By Patrick Emerson
Oregon Economics Blog
On Sunday, The Oregonian published a massively long op-ed piece by two McKinsey consultants arguing that the US has a big problem in the fact that out very top students are not going into teaching (K-12). They spend a long time describing how poor the US is at attracting top college students to go into teaching relative to other countries that have top performing education systems. They spend a long time discussing the ways that the US could go about fixing this problem and how it is not a daunting as it seems.
But throughout the entire article is the assumption, left unexamined until the last paragraph despite its massive length, that better students make better teachers. The problem with this is that the answer appears to be no.
Here is a passage from a New York Times Magazine article on what makes a good teacher:
But what makes a good teacher? There have been many quests for the one essential trait, and they have all come up empty-handed. Among the factors that do not predict whether a teacher will succeed: a graduate-school degree, a high score on the SAT, an extroverted personality, politeness, confidence, warmth, enthusiasm and having passed the teacher-certification exam on the first try.
This is a pretty good summary of the (good) evidence: things that we can observe about teachers (where they went to school, their certifications, their academic success) are not good predictors of being effective teachers in the classroom.
Particularly gauling is the last paragraph of the Oregonian Op-Ed which finally gets around to trying to make the case that recruiting better students is critical to improve educational performance:
Some U.S. researchers say there’s little evidence that teachers with stronger academic backgrounds produce higher student achievement, but this conclusion is starkly at odds with the experiences of Singapore, Finland and South Korea. Our McKinsey colleagues have studied more than 50 school systems around the world and have never seen a nation achieve or sustain world-class educational performance without drawing its teachers from the top third of their class. Should we really bet our children’s future on the possibility that our country might be the exception?
Er…those ‘some U.S. researchers’ are the ones that very carefully try and isolate the causal link. Unlike McKinsey and Co. that appears to have no concept of the problem confusing correlation with causality. We don’t know the counterfactual and cannot, I repeat, CANNOT make any causal statement about the effectiveness of teachers from this observed correlation.
Okay now that I have vented, what interests me even more than the bad scholarship is the essential question this raises: do we really want our best and brightest becoming K-12 teachers? I am not sure it takes a person with an amazing aptitude for astro-physics to teach a second grader how to add. I think I’d rather have the astro-physics prodigy go off and do astro-physics. Or a talented biologist teaching kids about chrysalis instead of finding a cure for cancer. Or a exceptional engineer teaching Phys. Ed. rather than solving the energy problem. In other words, rather than viewing the current state of affairs in US education as a failure, it is quite possible that this represents a strength of how free labor markets are in the country. Perhaps we have the comparative advantage equation all figured out – channeling talent where it is relatively most effective (okay, if we ignore investment bankers).
This is likely to be seen as provocative, but as an economist I don’t see it that way, when I think about my own kids, I am not sure it matters to me if their grade school teachers scored 800 on the math section of the SAT, but it matter a lot to me if they can connect with students, adjust to their different needs and inspire them. And, by the way, I am the son of a public high school english teacher who went to Stanford and is pretty damn smart, so I am not dismissing intelligence, rather making a case for other attributes that may matter as much or more.
And the every widening skill premium accounts for some of what has been the declining relative pay for teachers. With all the productivity enhancing technology out in the world the difference between productivity in areas where technology makes a big impact and areas where it doesn’t (teaching) means that relative returns are going to diverge (see: cost disease). This is true for my profession as well – economists in the private sector have wage gains that far exceed those of us that chose education.
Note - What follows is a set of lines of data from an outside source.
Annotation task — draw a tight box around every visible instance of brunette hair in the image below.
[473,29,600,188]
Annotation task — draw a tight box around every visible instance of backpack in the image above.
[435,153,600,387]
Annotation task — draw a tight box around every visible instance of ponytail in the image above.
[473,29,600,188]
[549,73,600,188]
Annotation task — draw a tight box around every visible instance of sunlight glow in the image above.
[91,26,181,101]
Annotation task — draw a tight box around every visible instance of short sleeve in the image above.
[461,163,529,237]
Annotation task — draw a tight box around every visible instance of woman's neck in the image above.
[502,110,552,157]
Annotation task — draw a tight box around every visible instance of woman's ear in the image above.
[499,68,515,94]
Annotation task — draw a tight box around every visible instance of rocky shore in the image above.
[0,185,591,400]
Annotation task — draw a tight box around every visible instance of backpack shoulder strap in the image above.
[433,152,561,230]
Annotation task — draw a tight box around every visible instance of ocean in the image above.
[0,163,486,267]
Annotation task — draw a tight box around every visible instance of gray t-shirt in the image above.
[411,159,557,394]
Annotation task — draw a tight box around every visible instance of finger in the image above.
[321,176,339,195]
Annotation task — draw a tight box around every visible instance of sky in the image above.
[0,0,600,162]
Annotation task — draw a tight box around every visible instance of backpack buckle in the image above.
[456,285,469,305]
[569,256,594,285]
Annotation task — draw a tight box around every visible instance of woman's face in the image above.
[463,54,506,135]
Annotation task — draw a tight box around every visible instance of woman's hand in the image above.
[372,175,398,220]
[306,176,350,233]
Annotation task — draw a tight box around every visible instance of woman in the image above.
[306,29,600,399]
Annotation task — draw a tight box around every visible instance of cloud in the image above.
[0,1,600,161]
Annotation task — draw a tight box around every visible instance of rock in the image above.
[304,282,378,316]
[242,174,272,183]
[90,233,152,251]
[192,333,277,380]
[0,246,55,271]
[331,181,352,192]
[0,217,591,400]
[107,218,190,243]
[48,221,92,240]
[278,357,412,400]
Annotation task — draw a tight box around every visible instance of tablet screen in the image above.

By the way, that NY Times Magazine article is about whether we can make good and effective teachers or are some people just born to be good and we can’t do much. It is very interesting and I don’t know the answer, but I suspect that both are important. Good training can make anyone better but some have a knack and some don’t. Which again to an economist is not a mark of shame, but simply a skill/requirement mismatch.
This is the lesson of comparative advantage: we are all relatively good at something.